Endless summer? It's time for lawmakers to end the 2023 legislative session
Published July 20, 2023
Since the beginning of the Republic, American politicians, advocates, pundits and citizens have argued about the appropriate length of state legislative sessions.
Owing to concerns about the threat posed by rogue legislatures drunk – sometimes literally — with power, as well as the costs associated with endless sessions, most states have long imposed a formal or informal cap on how long lawmakers may remain in session. The National Conference of State Legislatures reported in 2021 that “…only 11 states do not place a limit on the length of regular session. In the remaining 39, the limits are set by constitution, statute, chamber rule or indirect method.”
Though North Carolina’s General Assembly is among the 11 that lack a formal cap, it has long adhered to an informal time limit associated with “part-time” legislatures. Inspired, no doubt, by their paltry ($13,000+) annual salaries, and, until the late 1990’s, the complete power they wielded in a state in which the governor could not veto bills, legislators regularly succeeded in wrapping up their sessions around the start of the new fiscal year on July 1 and heading home till the next calendar year. Plus, in the second year of the biennium the session often didn’t even commence until May. So in many ways, North Carolina looked a lot like other states with hard limits.
All of this has changed in recent decades, however, especially since Republicans took control of the General Assembly in 2011. Today, North Carolina legislative sessions tend to drag on through the summer and even into the fall and winter. The 2021-22 biennium ended Dec. 29 on its 246th legislative day. Meanwhile, even when the main “long” and “short” sessions have “adjourned,” legislative leaders have regularly called additional “special sessions” to fill in the gaps. There were three in 2018.
None of this is to say that there is any magic formula in this realm. While there are legitimate concerns when lawmakers mimic Congress by remaining in the state capital full-time, there are also practical problems associated with attempting to govern a state of millions of people in the fast-moving 21stcentury with a legislature that must complete all its business in a month or two.
One thing that’s increasingly clear in North Carolina, however, as the Dog Days of summer settle in, is that it’s well past time for lawmakers to get their act together and wrap up the 2023 session that convened in January.
The new state fiscal year began almost three weeks ago, but North Carolina still isn’t close to having a new budget. As a result, hundreds of thousands of state residents — people losing healthcare coverage, state employees going without a raise, school administrators struggling to plan for the new school year – are suffering.
And while one might ordinarily attribute such gridlock to partisan divisions between Republicans and Democrats over big and fundamental issues, the truth is not nearly so grand.
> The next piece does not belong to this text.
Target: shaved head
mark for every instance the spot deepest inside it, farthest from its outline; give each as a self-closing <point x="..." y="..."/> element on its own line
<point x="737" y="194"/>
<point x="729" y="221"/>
As Lynn Bonner of NC Newsline reported last week, the delay is the result of intra-party squabbles among Republicans. Even though the GOP maintains veto-proof supermajorities in both chambers of the General Assembly, its leaders are fighting over things like — this is not a joke — how much to accede to big-money special interests by expanding casino gambling and enacting new and regressive tax cuts for wealthy residents.
The result: Though they’re tight-lipped about details, legislative leaders are already admitting that the session is likely to drag on for at least another month.
It would be one thing if that month was to be filled with regular opportunities for open debate and public input on the subjects that remain in contention, but that’s not how Republican legislative leaders roll these days.
Instead, as we’ve seen in recent weeks, real public activity on Jones Street is (and will almost assuredly remain) sporadic, at best. Most legislators will troop to Raleigh to push a button marking their attendance each day and then retreat to their offices to answer mail and contemplate their political futures, as the real work of crafting final deals is carried out by a small cadre of lawmakers in secret.
Now add to all this that when and if they do complete their work and adjourn, it’s already widely understood that GOP leaders will call yet another special session in the weeks that follow to undertake a new round of electoral district gerrymandering, and the whole situation is rendered that much more objectionable.
The bottom line: When the political right took control of the North Carolina legislature in 2011, its leaders promised to usher in a new era of “transparency and efficiency” in which it would “run government like a business.” Sadly, twelve years later, the only resemblance to a business in this area is to one that’s increasingly mysterious, inefficient, dysfunctional, and tinged with corruption.